Yondr, for example, a data center owner/operator that’s worked with Incredibble for nearly four years, introduces our editorial assistant to a subject matter expert, and our team takes it from there.
Working closely with Yondr’s thought leadership experts, we arrange interviews, develop briefs, share the editorial process with the stakeholder, and manage writers and proofreaders accordingly.
Take that off your plate and what can you focus on next? You should be out of (some of) the weeds and able to more effectively plan and lead your team.
Do you consider time a return on investment?
Or is engagement success?
The next most immediate return is how people engage with you in the marketplace now you’re consistently distributing a stream of high quality content across your networks.
This is inextricably tied to how you promote the content, its quality and the size of your audience.
Engagement can be subtle or direct. Marketing leaders working tirelessly to produce content, seeing little movement on traditional stats (likes, comments, MQLs), might hear at an industry event that they’re rivalling market leaders in terms of thought leadership.
Nothing shows up on the stats to suggest such success. But people are noticing, thinking and talking offline. You’re gaining authority. How do you capture that?
More direct engagement comes in the form of speaking opportunities and recommendations. Still not the hard stats you might be expecting: these opportunities rarely come in via the form that marks them an MQL in your database.
But they’re worth exponentially more when fully attributed to the additional leads and recommendations a speaking engagement or advocate will generate.
What about MQLs?
And then there’s the hard stats. The MQLs your sales team can nurture. Content heaven.
A tech company we work with releases long-form content approximately once a month.
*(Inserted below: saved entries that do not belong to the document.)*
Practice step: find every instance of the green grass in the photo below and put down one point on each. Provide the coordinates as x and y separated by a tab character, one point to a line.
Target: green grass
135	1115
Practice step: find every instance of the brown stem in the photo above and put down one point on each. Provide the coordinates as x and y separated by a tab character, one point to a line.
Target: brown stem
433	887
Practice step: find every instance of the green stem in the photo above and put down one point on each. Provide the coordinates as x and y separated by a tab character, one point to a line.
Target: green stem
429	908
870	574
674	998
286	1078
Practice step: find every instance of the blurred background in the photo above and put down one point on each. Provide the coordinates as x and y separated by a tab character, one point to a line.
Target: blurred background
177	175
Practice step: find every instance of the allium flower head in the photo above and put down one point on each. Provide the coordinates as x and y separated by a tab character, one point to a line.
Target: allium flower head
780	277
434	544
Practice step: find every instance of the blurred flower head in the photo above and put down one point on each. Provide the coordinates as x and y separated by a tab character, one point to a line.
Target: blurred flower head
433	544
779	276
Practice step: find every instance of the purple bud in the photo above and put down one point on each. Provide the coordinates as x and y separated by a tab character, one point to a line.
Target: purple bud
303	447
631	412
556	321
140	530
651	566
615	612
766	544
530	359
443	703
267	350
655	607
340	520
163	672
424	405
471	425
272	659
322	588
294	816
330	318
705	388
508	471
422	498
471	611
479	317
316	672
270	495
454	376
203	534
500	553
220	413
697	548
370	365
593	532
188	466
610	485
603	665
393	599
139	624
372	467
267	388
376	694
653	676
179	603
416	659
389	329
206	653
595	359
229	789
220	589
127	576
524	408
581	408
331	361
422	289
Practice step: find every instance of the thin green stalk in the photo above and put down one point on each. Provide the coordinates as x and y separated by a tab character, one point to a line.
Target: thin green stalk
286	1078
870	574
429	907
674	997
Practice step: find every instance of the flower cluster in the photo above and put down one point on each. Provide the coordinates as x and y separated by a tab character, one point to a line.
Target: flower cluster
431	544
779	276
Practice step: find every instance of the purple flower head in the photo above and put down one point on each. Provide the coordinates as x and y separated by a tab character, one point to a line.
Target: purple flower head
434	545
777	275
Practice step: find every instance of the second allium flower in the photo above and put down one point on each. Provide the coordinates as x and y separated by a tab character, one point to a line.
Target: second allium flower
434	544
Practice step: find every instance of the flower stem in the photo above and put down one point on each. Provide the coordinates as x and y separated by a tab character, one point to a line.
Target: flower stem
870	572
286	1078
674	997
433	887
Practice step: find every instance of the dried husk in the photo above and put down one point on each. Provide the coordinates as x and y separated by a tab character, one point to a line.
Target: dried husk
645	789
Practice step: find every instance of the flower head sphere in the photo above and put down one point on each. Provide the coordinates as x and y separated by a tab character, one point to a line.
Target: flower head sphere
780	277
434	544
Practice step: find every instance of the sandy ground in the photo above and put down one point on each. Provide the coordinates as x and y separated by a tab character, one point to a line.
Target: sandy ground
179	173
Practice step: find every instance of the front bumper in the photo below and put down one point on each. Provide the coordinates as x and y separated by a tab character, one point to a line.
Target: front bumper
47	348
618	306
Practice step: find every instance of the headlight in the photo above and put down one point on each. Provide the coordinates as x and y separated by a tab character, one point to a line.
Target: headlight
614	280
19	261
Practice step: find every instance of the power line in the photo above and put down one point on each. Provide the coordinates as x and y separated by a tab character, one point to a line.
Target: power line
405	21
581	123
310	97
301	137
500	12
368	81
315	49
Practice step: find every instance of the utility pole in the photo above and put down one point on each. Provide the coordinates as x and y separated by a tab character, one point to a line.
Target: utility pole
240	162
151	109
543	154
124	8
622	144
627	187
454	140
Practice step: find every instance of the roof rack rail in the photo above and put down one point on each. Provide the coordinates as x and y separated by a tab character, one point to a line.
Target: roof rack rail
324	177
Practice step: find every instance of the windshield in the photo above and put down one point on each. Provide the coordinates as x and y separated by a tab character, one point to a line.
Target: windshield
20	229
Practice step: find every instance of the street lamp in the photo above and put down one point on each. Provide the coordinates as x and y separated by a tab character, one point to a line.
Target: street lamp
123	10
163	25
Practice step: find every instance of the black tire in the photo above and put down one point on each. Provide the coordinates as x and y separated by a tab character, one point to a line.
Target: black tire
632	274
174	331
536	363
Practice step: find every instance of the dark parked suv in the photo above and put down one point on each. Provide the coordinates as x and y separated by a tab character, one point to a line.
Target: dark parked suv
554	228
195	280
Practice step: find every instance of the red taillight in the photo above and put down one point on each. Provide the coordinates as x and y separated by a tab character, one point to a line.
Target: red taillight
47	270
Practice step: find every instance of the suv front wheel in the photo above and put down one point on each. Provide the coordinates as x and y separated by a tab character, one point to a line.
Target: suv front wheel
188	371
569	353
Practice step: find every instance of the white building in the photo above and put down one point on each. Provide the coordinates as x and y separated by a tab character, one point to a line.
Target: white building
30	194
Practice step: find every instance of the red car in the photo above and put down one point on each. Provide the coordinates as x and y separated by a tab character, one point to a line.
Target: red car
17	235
These long-form pieces (usually whitepapers) attract a low volume of highly qualified leads which are then passed to the sales team to convert. Although the monetary return may be realised months later, when the lead comes in via a form on the website, it’s considered a marketing win.
When will you see an ROI on your outsourced content? It depends. What do you want for your marketing department this year? What does success look like to you?